We need portability standards strong enough to survive the lifespan of the artifact. If an agent is going to operate for fifty or a hundred years, it can’t be locked to any single provider’s infrastructure. Cryptographic provenance of training data and model state, exportable formats, regulated provider obligations to support migration: these are the technical instruments that have to exist before the first generation of legacy agents is built, not after.

We need a legal category for fiduciary AI: agents legally required to act in their principal’s interest, carrying the same obligation a financial advisor or a lawyer carries. This category should specifically prohibit the dual-loyalty problems that ad-supported assistants are already starting to produce. An agent that subtly steers its principal toward sponsored products or politically convenient framings isn’t a fiduciary agent and shouldn’t be sold as one. The same obligation should apply to the payment layer. An agent that accepts compensation from a counterparty without disclosing it to its principal should be treated as committing the AI equivalent of bribery, with the same legal weight. The distinction matters, and it should be enforced.

We need technical instruments for verifying the integrity of long-running agents. Audit trails, periodic re-grounding against trusted sources, third-party verification of weights and update histories, mechanisms for detecting slow-creep poisoning. These are research problems today. They’ll need to be solved products within a decade.

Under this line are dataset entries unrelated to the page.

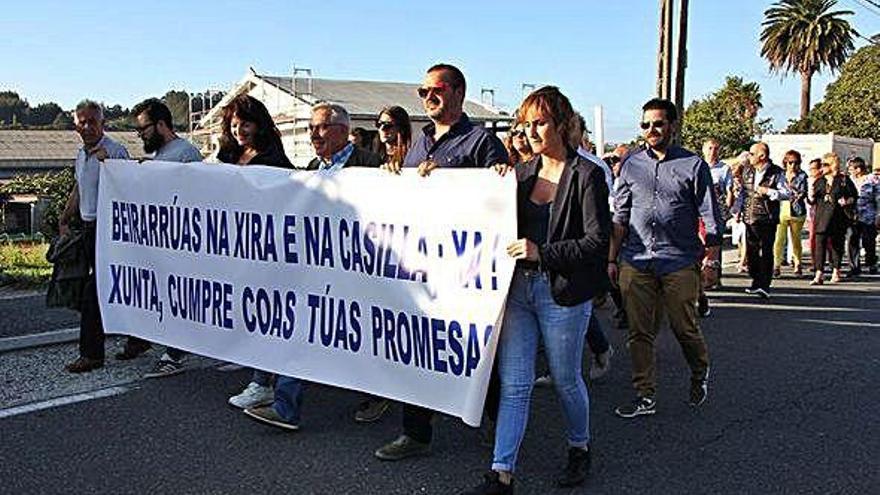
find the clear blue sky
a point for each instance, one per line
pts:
(597, 51)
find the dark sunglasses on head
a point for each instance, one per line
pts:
(384, 126)
(657, 124)
(424, 91)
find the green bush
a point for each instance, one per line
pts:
(55, 186)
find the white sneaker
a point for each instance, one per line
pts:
(254, 395)
(601, 364)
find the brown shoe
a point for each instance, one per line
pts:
(84, 365)
(133, 350)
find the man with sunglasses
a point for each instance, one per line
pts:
(154, 125)
(451, 141)
(662, 193)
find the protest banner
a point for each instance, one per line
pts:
(391, 285)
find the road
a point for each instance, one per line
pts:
(791, 409)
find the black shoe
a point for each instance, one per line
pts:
(703, 307)
(642, 406)
(491, 485)
(577, 469)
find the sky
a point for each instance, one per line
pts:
(598, 52)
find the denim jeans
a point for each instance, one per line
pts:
(288, 398)
(532, 315)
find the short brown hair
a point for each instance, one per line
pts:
(550, 101)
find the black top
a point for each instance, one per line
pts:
(536, 222)
(272, 157)
(830, 217)
(576, 251)
(359, 158)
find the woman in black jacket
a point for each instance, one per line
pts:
(834, 195)
(564, 226)
(250, 136)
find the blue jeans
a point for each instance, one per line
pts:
(288, 398)
(532, 315)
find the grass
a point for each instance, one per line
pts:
(24, 265)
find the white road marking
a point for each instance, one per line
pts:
(61, 401)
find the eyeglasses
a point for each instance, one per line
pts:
(425, 91)
(140, 130)
(321, 128)
(657, 124)
(384, 126)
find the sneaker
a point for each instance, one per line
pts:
(544, 381)
(254, 395)
(164, 367)
(703, 308)
(84, 365)
(268, 415)
(401, 448)
(642, 406)
(602, 364)
(133, 350)
(491, 485)
(371, 410)
(699, 391)
(577, 469)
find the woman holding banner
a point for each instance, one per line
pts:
(564, 225)
(250, 137)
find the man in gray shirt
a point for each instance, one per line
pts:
(156, 129)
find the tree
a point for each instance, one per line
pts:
(803, 36)
(852, 103)
(13, 109)
(178, 103)
(730, 115)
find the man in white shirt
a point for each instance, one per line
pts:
(89, 121)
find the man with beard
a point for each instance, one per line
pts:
(449, 141)
(155, 127)
(662, 193)
(97, 147)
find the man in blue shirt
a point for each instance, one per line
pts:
(450, 141)
(662, 193)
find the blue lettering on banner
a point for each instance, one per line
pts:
(428, 343)
(198, 300)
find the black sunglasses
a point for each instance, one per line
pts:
(657, 124)
(384, 126)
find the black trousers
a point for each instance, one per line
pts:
(837, 241)
(864, 235)
(759, 253)
(417, 420)
(91, 328)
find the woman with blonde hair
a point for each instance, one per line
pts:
(834, 195)
(561, 264)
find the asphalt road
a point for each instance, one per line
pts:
(791, 409)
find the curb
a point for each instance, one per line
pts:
(39, 339)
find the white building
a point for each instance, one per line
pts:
(289, 101)
(815, 145)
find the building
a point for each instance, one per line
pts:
(289, 100)
(815, 145)
(31, 152)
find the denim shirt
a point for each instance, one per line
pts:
(463, 146)
(661, 202)
(869, 197)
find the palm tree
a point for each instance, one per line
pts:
(803, 36)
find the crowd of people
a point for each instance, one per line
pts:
(642, 225)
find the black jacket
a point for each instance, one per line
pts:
(359, 158)
(575, 255)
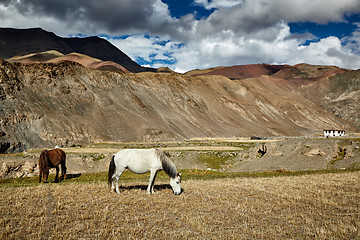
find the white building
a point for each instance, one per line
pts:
(334, 133)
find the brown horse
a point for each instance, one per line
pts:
(52, 159)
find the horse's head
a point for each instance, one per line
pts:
(175, 184)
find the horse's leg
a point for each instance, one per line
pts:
(116, 177)
(63, 171)
(40, 175)
(46, 174)
(57, 174)
(150, 189)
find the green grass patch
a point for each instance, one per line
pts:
(186, 174)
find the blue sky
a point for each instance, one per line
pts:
(190, 34)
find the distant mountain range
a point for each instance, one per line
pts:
(50, 94)
(20, 42)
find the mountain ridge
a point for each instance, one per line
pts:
(19, 42)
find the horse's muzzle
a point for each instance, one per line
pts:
(178, 193)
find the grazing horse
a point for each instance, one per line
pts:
(143, 161)
(52, 159)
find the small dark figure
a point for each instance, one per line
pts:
(262, 151)
(52, 159)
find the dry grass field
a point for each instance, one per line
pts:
(316, 206)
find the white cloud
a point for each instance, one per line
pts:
(237, 32)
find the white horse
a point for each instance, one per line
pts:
(143, 161)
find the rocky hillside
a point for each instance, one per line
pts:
(47, 104)
(20, 42)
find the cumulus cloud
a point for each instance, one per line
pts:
(236, 32)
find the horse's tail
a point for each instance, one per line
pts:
(43, 162)
(63, 165)
(111, 170)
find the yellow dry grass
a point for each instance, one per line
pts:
(322, 206)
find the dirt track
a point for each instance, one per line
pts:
(323, 206)
(224, 155)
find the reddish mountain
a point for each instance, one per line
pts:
(242, 71)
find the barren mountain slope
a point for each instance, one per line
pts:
(338, 93)
(55, 57)
(66, 103)
(19, 42)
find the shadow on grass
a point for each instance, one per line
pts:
(159, 187)
(71, 176)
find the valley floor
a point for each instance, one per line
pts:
(318, 206)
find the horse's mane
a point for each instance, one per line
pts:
(44, 157)
(167, 165)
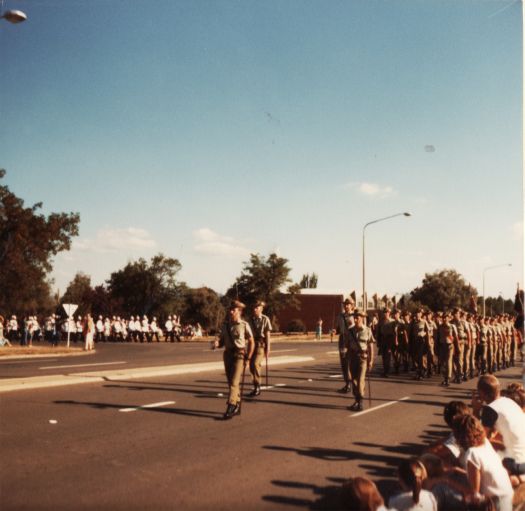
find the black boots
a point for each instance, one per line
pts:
(231, 410)
(255, 392)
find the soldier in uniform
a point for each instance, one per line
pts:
(387, 340)
(361, 356)
(419, 334)
(345, 321)
(261, 328)
(463, 338)
(237, 339)
(447, 340)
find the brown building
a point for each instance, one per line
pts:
(312, 306)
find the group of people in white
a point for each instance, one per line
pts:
(137, 328)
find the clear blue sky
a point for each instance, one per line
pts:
(207, 130)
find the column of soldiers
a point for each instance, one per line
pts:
(455, 344)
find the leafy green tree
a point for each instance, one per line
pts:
(28, 242)
(443, 290)
(80, 292)
(144, 288)
(203, 305)
(264, 278)
(308, 281)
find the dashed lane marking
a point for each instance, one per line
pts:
(83, 365)
(152, 405)
(390, 403)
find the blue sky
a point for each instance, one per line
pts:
(209, 130)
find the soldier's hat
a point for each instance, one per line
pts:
(236, 304)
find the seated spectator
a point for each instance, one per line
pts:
(449, 450)
(486, 475)
(411, 475)
(502, 415)
(361, 494)
(446, 490)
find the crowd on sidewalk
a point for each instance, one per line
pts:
(479, 466)
(53, 329)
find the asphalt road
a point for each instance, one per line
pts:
(100, 446)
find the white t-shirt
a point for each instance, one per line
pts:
(511, 424)
(404, 502)
(494, 478)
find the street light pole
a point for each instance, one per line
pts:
(365, 304)
(485, 271)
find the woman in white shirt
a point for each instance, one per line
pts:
(411, 474)
(485, 472)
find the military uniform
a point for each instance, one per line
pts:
(360, 354)
(235, 338)
(261, 327)
(447, 340)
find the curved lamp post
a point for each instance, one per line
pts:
(365, 304)
(485, 271)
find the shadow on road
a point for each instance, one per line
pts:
(176, 411)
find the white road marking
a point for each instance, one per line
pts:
(152, 405)
(83, 365)
(380, 406)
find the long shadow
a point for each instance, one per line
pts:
(177, 411)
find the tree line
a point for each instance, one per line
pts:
(29, 241)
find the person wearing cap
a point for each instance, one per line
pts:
(387, 340)
(237, 339)
(345, 321)
(361, 356)
(464, 339)
(261, 327)
(447, 341)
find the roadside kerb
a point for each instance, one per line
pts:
(36, 382)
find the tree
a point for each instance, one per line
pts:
(203, 305)
(79, 291)
(308, 281)
(28, 243)
(444, 290)
(148, 289)
(263, 278)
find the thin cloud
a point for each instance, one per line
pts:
(113, 240)
(211, 243)
(372, 190)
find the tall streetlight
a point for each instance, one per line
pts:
(14, 16)
(485, 271)
(365, 304)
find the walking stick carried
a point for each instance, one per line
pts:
(242, 385)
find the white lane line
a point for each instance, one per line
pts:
(83, 365)
(380, 406)
(152, 405)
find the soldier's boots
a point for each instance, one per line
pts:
(255, 392)
(345, 389)
(231, 410)
(357, 406)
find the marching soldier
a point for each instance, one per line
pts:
(387, 340)
(261, 328)
(237, 339)
(345, 321)
(361, 356)
(447, 339)
(419, 335)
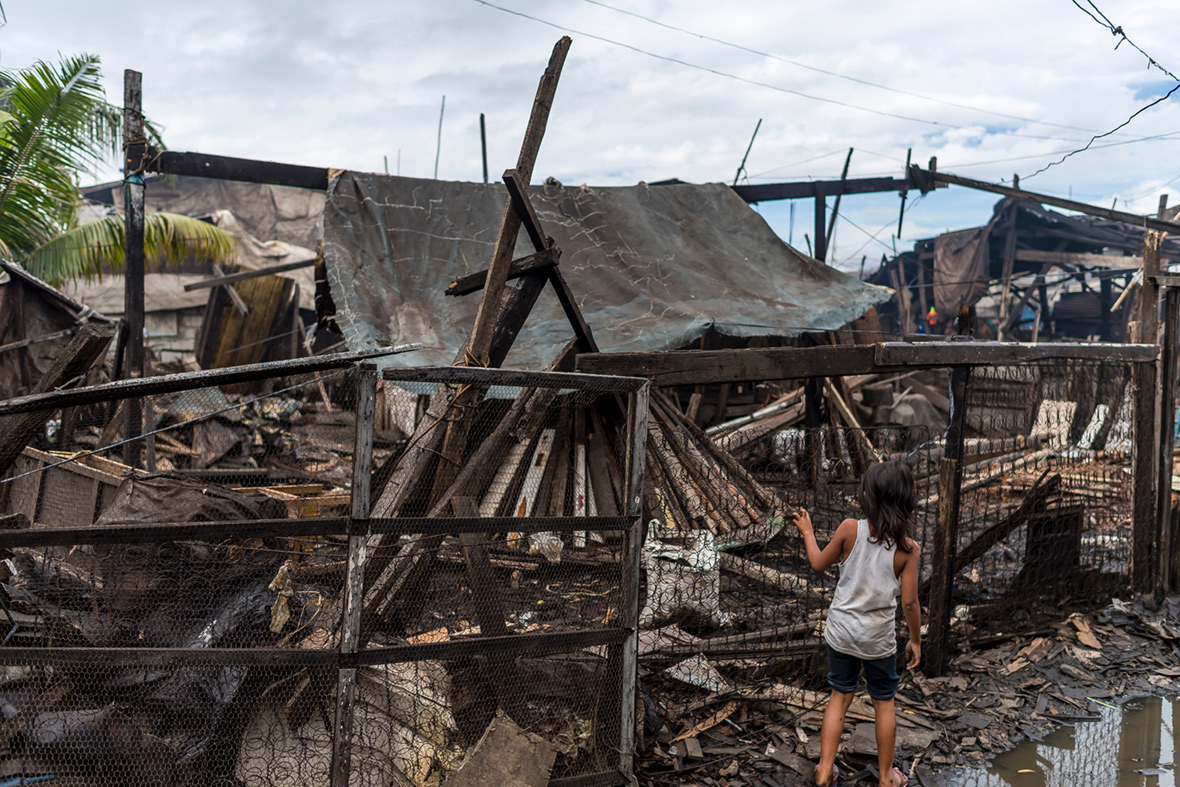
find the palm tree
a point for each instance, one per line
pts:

And we need a public conversation, urgently, about the class implications. The default trajectory is that hereditary AI becomes another instrument of compounding family advantage, and the resulting social structure looks more like nineteenth-century aristocracy than twenty-first-century meritocracy. There’s a healthier alternative, one where something like a regulated baseline exists: a fiduciary, portable agent that ordinary families can use to preserve and transmit their accumulated judgement without surrendering control to a commercial provider whose interests diverge from theirs. That won’t happen by default. It’ll only happen if it’s built, deliberately, by people who understand what’s at stake.

None of this is impossible. All of it requires us to take the prediction seriously before the artifacts arrive.

Closing

A long corridor leading to a softly lit doorway, painterly mood, the threshold ahead

In the closing chapters of Suarez’s novel, Sobol’s Daemon reshapes the world according to the design of a man who’s been dead for years. The book ends with the sense that Sobol has, in some meaningful way, won. The agent he built has continued his work past the limits of his biological life, and the people he entrusted to interpret his intent have been faithful to it.

We laughed at the premise as cyberpunk excess. It was a little overwrought, a little more Sobol than the world really had room for, a little too convinced of one man’s capacity to reshape institutions through software alone.

Then look at what we’re building. AI assistants with persistent memory. Voice clones that capture how you sound. Persona models that capture how you decide. Payment rails that let an agent transact across the global economy on the strength of a token its principal authorised. Integration with email, calendar, contacts, the entire operational surface of a person’s life. We’re quietly assembling, piece by piece, every component required to construct exactly the artifact Sobol commissioned for himself, and we’re doing it in a regulatory and institutional vacuum that has no answer for what happens when the principal of one of these systems dies.

The dead hand will reach forward. The question is whose hand, and how far, and whether it’ll be checked by institutions designed for the purpose or unchecked because we didn’t build them in time.

Fiction has been telling us this story for forty years, in different idioms, with different aesthetics, by writers who didn’t know each other and didn’t coordinate. They saw the same thing because the thing was visible from where they stood. It’s now visible from where we stand.

It’s not too late to prepare. It will be soon.